Le 2 octobre 2017, le Conseil général de Valeyres-sous-Montagny a adopté le PGA et le RPGA tels que mis à l'enquête. 
Le 30 juillet 2018, le Département du territoire et de l'environnement du canton de Vaud (DTE) n'a approuvé que partiellement le PGA. Il a notamment considéré que la disponibilité des terrains situés dans les deux secteurs (La Combe et En Crusilles) à développer par plan de quartier (PDQ) n'était pas assurée. Il a par ailleurs refusé l'extension des zones à bâtir sur les SDA au sud du village, pour les parcelles n° s 54 et 362 ainsi que 55, 58, 60, 61, 64, 65, 66, 74, 98, 531, 532 et 542 considérant que cela contrevenait à l'art. 30 OAT et à la mesure F12 du plan directeur cantonal. Ces parcelles demeuraient en zone intermédiaire, en l'état inconstructibles. 
 
B.  
Par arrêt du 2 juin 2020, la Cour de droit administratif et public du Tribunal cantonal du canton de Vaud (ci-après: CDAP) a admis partiellement le recours formé par la Commune de Valeyres-sous-Montagny. L'approbation des deux périmètres à affecter en PDQ devait être non pas refusée, mais suspendue jusqu'à ce que les mesures permettant d'en assurer la disponibilité soient adoptées. La décision du DTE a été réformée sur ce point (ch. II premier tiret du dispositif de l'arrêt). S'agissant des quatorze parcelles précitées situées au sud du village (dont certaines étaient en zone village selon le PGA de 1996), elles étaient presque toutes bâties dans leur partie nord; aucune n'avait une surface de plus d'un hectare et la plupart présentaient une pente de plus de 18%. Elles ne constituaient dès lors pas matériellement des SDA, comme l'avait d'ailleurs retenu les autorités cantonales dans leurs divers préavis. En outre, les géodonnées actuelles sur lesquelles se fondait l'inventaire cantonal des SDA n'étaient pas fiables. Dans un tel cas, rien ne permettait d'admettre que l'inventaire cantonal de 1992 serait immuable. Dans le cadre de la planification régionale d'AggloY d'autres surfaces répondant aux critères légaux pour des SDA pourraient être inventoriées, de sorte que le quota cantonal pourrait très vraisemblablement être respecté. La décision du 30 juillet 2018 a également été réformée sur ce point (ch. II second tiret du dispositif de l'arrêt) et l'affectation en zone à bâtir des quatorze parcelles concernées a été approuvée. 
 
C.  
Par actes du 2, respectivement du 3 juillet 2020, l'Office fédéral de l'agriculture (OFAG, cause 1C_389/2020) et l'Office fédéral du développement territorial - ARE (cause 1C_394/2020) forment un recours en matière de droit public contre l'arrêt cantonal et demandent sa réforme en ce sens que l'approbation de l'affectation des quatorze parcelles en cause en zone à bâtir est refusée. L'OFAG demande en outre l'effet suspensif, qui a été refusé par ordonnance du 16 juillet 2020. 

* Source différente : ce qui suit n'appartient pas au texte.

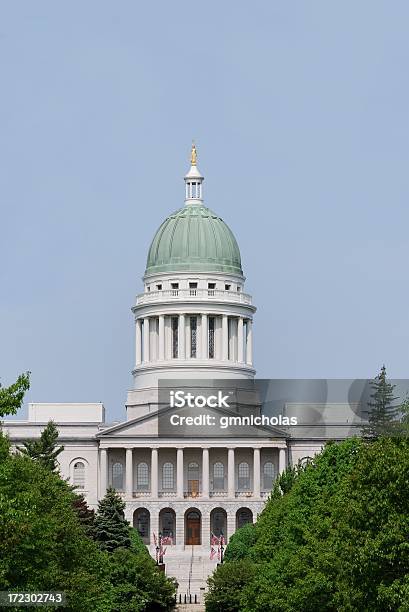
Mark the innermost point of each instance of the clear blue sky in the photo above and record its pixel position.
(300, 114)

La cour cantonale renonce à se déterminer sur les recours et se réfère à son arrêt. Chaque office fédéral recourant conclut à l'admission du recours de l'autre office. La Direction générale du territoire et du logement du canton de Vaud se prononce dans le sens de l'admission des recours. La Commune de Valeyres-sous-Montagny conclut au rejet des recours. Lors des deux échanges d'écritures ultérieurs, les offices recourants ont maintenu leurs conclusions, tout comme la commune intimée. 
 
 
Considérant en droit :  
 
1.  
Les deux recours sont formés contre un même arrêt cantonal, pour des motifs similaires. Il se justifie de joindre les causes et de statuer dans un seul arrêt (art. 24 PCF [RS 273], applicable par analogie vu le renvoi de l'art. 71 LTF). 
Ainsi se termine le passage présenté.